I am familiar with Hendrix's Imago workshop format, attended one years ago in NY with my significant other. It was one of the most challenging and difficult weekend experiences of my life! The relationship did not last, having NOTHING to do with the workshop (it was hanging by threads before).
Years later, a good friend who is a therapist, recommended Receiving Love. I felt quite resistant, based on my limited experience, however, since I know many couples who have benefitted from Harville's work, I decided my resistance must mean there is something for me to learn.
I am learning and opening my heart to issues I thought were healed. Maybe some stuff is never complete... at least for me, I sometimes need more fine tuning, to rehash areas of my childhood that may be lingering quietly in the dark recesses.
The book is a valuable guide (even for those not in relationship right now, like me) to clarify why things are not working in the "sample" couples. In fact, I think the sampling covers just about any potential issue, except perhaps extreme abuse.
The exercises are very challenging, I've only done the easy ones so far. The material is deeply thought-provoking, solidly researched and presented with compassion and intellect.
I appreciate the Hendrixes work, style and dedication to helping people discover themselves.
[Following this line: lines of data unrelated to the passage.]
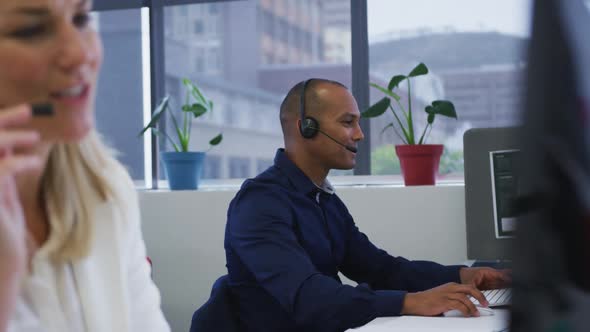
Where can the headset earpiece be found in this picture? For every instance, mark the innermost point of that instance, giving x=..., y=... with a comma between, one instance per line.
x=309, y=127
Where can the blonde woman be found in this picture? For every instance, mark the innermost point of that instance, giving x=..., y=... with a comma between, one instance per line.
x=72, y=256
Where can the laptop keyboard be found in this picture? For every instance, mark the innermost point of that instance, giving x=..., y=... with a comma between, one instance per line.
x=496, y=297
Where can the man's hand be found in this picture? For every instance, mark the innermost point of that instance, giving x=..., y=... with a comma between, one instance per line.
x=485, y=277
x=443, y=298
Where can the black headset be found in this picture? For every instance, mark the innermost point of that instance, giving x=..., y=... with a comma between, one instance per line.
x=309, y=126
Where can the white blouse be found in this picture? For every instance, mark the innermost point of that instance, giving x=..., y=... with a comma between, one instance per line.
x=49, y=294
x=110, y=290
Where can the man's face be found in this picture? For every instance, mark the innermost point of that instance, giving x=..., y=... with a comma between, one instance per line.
x=338, y=116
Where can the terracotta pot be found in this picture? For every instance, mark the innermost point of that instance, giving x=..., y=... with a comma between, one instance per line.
x=419, y=163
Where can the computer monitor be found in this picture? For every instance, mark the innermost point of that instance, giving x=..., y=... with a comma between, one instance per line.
x=491, y=185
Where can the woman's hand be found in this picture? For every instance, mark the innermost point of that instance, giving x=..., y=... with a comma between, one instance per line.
x=13, y=248
x=13, y=253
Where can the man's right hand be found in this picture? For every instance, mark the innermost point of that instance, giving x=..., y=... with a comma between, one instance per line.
x=443, y=298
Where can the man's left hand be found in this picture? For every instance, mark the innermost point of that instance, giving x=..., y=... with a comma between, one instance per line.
x=485, y=277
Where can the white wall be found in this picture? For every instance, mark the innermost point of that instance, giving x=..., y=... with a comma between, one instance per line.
x=184, y=233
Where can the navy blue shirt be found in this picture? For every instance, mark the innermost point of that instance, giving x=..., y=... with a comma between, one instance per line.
x=285, y=242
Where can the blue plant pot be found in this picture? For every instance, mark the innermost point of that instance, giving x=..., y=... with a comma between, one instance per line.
x=183, y=169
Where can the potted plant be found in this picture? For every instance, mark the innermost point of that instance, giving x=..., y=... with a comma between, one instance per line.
x=182, y=167
x=419, y=161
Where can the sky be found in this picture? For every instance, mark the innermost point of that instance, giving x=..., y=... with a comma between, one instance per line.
x=506, y=16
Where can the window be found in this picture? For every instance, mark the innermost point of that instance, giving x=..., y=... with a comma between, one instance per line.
x=249, y=65
x=198, y=27
x=475, y=51
x=119, y=101
x=245, y=55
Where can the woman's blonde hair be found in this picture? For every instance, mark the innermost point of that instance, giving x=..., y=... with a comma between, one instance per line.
x=79, y=176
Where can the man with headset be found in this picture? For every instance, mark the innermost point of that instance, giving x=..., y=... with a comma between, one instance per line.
x=288, y=235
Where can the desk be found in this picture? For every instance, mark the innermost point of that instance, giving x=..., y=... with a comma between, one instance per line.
x=497, y=322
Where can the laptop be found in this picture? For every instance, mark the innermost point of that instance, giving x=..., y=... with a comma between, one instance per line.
x=491, y=185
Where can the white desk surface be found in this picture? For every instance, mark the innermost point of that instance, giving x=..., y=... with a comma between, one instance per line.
x=497, y=322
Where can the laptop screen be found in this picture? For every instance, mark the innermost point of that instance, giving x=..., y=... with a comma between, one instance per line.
x=491, y=184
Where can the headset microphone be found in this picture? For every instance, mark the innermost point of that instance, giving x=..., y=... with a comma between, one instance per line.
x=347, y=147
x=309, y=126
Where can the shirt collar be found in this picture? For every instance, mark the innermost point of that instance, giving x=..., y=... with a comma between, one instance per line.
x=301, y=182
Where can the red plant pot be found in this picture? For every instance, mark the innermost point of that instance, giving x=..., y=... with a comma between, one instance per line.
x=419, y=163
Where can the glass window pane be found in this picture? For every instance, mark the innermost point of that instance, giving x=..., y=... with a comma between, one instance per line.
x=119, y=102
x=476, y=54
x=245, y=56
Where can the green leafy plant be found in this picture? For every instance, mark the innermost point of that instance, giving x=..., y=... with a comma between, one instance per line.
x=403, y=117
x=196, y=105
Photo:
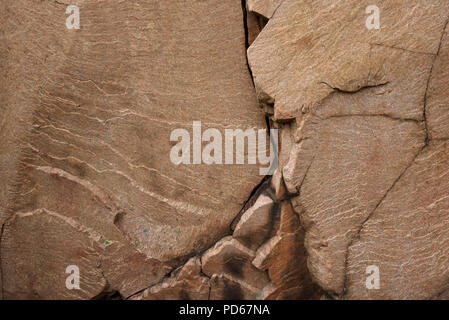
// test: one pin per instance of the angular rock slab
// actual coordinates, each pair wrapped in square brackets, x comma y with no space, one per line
[407,236]
[186,283]
[93,142]
[310,49]
[344,166]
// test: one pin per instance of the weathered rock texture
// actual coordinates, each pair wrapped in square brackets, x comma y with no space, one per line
[367,113]
[85,171]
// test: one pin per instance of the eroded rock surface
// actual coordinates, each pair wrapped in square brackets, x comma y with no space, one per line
[367,109]
[87,118]
[85,171]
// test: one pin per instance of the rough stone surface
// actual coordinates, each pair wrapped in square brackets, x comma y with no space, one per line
[186,283]
[362,178]
[87,116]
[363,120]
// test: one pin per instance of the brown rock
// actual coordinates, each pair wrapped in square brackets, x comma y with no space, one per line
[232,259]
[265,8]
[344,166]
[309,50]
[88,116]
[226,287]
[284,257]
[437,103]
[406,236]
[255,224]
[185,283]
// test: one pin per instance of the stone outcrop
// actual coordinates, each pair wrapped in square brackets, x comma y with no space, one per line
[86,178]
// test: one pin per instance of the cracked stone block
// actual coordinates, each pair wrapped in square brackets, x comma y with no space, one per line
[226,287]
[38,246]
[265,8]
[309,50]
[438,93]
[85,128]
[285,259]
[406,236]
[185,283]
[345,166]
[231,258]
[86,177]
[255,224]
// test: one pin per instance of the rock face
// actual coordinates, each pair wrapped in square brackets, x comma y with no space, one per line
[357,209]
[368,162]
[87,118]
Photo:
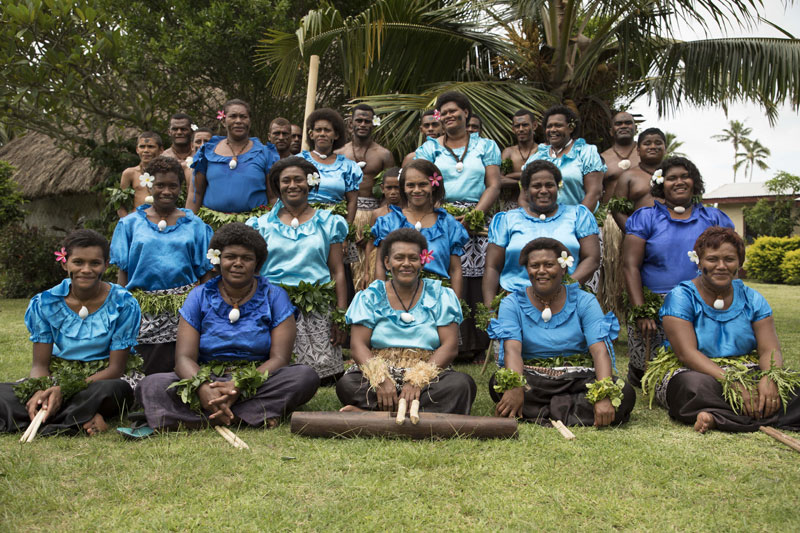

This material offers the endless opportunity to heal yourself and help your mate heal their childhood wounds. Isn't that what we all want?
Give yourself and your partner a huge gift... read this book, then do the exercises. And talk and keep talking...
Pie Dumas - Author & Life Coach



3 out of 5 stars It's Not So Hard to Say "I Love You" Back.   June 26, 2005
 13 out of 75 found this review helpful

According to these PhD authors, it is easier to give love than to receive it. It goes back to our childhoods when a parent failed to nurture and rejected the person who depended on him for her very life. When a mother is absent, and a mean uncaring father ignores the daughter, she ends up with a complex which clearly says "Nobody can love me, so why try."

When we get grown, even married to a noncaring, sick man, it is impossible to get the love we want and need. Sometimes, you just have to look elsewhere. And that's not good for the children. Oh yes, you can have children without loving the father of those children. Sometimes, it is forced on you; sometimes it is taken from you when an abusive husband forces the wife to have an abortion, because He does not want to spend money to raise another one.

In this book, there is a guide to help one break the shackles of self-hate and -rejection, and to accept love from others. So often, what they are offering is not love, so you must weigh the issues and try to come to a logical (not emotional) conclusion. Your very life depends on it.

First, you must accept what is offered, but not indiscriminately. Be sure it is love and not lust. All women are "used" on occasion, but if possible you must not give in. The authors of this guide to help you to decipher true love from false promises look to be a couple. There is a science to any relationship; learning to accept love from the person you do love will make you whole again. We all have the potential to love freely and devotedly.

However, you can love more than one man at a time!